Она нежно улыбнулась своему отражению, вспоминая сватовство Шона.
О'Тул не оставлял ее ни на миг, безудержно льстил и бесстыдно за ней ухаживал. Он окружил ее вниманием, воздавая должное ее красоте, восхваляя ее достоинства, так что, предложив Эмерелд выйти за него замуж, немедленно получил положительный ответ. В то же самое время он, не ведая жалости, искушал ее, пытаясь добиться близости.
Шон подкарауливал ее в каждой комнате, воровски срывал поцелуи, дразнил, касался, нашептывал, смеялся.
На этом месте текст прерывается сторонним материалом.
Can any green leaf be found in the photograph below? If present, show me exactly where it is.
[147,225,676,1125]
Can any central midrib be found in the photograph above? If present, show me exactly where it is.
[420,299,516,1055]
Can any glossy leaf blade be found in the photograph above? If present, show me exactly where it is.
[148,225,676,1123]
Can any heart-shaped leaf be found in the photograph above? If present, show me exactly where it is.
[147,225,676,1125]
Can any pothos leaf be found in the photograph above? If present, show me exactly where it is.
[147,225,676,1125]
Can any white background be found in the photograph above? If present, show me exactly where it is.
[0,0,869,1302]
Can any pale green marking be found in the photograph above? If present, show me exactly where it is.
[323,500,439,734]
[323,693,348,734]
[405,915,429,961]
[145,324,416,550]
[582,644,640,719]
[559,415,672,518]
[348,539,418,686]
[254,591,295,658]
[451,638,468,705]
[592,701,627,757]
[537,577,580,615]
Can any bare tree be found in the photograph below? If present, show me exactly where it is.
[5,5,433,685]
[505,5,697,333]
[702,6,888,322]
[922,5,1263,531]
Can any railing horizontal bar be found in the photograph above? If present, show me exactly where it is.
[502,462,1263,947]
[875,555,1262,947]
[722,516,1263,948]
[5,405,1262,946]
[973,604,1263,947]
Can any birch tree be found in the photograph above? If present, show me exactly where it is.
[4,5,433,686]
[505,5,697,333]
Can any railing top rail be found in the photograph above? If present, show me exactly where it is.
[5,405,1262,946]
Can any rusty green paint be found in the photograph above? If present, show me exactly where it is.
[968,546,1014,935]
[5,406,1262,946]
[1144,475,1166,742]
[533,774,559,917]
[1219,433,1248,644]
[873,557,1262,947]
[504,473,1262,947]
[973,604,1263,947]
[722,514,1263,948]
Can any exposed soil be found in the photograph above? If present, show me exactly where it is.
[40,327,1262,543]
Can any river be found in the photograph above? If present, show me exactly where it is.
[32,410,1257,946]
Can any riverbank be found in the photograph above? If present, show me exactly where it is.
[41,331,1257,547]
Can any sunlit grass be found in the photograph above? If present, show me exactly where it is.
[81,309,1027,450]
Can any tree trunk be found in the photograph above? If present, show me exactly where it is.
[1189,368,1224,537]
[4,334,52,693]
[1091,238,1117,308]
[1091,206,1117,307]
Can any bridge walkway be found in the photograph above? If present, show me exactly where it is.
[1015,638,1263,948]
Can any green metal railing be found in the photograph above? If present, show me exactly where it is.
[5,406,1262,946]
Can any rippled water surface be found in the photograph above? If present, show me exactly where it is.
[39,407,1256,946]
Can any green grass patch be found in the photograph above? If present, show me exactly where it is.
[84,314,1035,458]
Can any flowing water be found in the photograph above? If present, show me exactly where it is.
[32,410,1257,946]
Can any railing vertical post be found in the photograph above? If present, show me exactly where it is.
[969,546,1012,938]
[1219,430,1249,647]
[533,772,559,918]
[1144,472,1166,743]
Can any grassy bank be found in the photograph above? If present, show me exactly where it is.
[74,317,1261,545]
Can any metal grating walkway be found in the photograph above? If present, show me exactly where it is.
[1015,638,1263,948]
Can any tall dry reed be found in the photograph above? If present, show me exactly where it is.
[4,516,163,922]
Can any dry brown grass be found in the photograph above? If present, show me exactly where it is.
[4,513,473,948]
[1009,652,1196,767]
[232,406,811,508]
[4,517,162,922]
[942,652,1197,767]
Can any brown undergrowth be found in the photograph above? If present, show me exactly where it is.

Он не оставил ей ни малейшей возможности отвергнуть его, но каким-то чудом Эмерелд удалось удержать его если и не на расстоянии вытянутой руки, то, во всяком случае, в нескольких дюймах от заветной цели!
Наконец отец Фитц сказал им, что это просто скандал — откладывать так долго священное таинство брака, если их союз уже увенчан двумя детьми. Эмерелд смягчилась и разрешила священнику огласить в церкви имена вступающих в брак.
Шон тяжело вздохнул:
— Это значит, еще три воскресенья. Я не могу больше ждать. Ты уже достаточно меня помучила!
Эмерелд бросила на него взгляд из-под ресниц:
— Ирландец, я еще и не начинала.
В последнюю неделю воздержания ее сны стали совершенно непристойными, заставляя с любопытством гадать о том, что же тогда снится ее любовнику. Она краснела от одного взгляда О'Тула и чувствовала возбуждение, стоило ей завидеть его или услышать его низкий голос. Они проводили все дни вместе, расставаясь только у дверей своих спален.
Шон выезжал с ней верхом, они выходили в море, плавали. Граф возил ее и в Дублин в театр. Где бы они ни были, он, как бы случайно, дотрагивался до нее, а в каждом слове звучали отголоски любовной игры. Шон не мог просто ухаживать, он соблазнял ее, бесстыдно и нагло!
В зеркале Эмерелд увидела, как открылась дверь и в комнату вошла Эмбер.
— Дорогая, все уже пошли в церковь. Пора.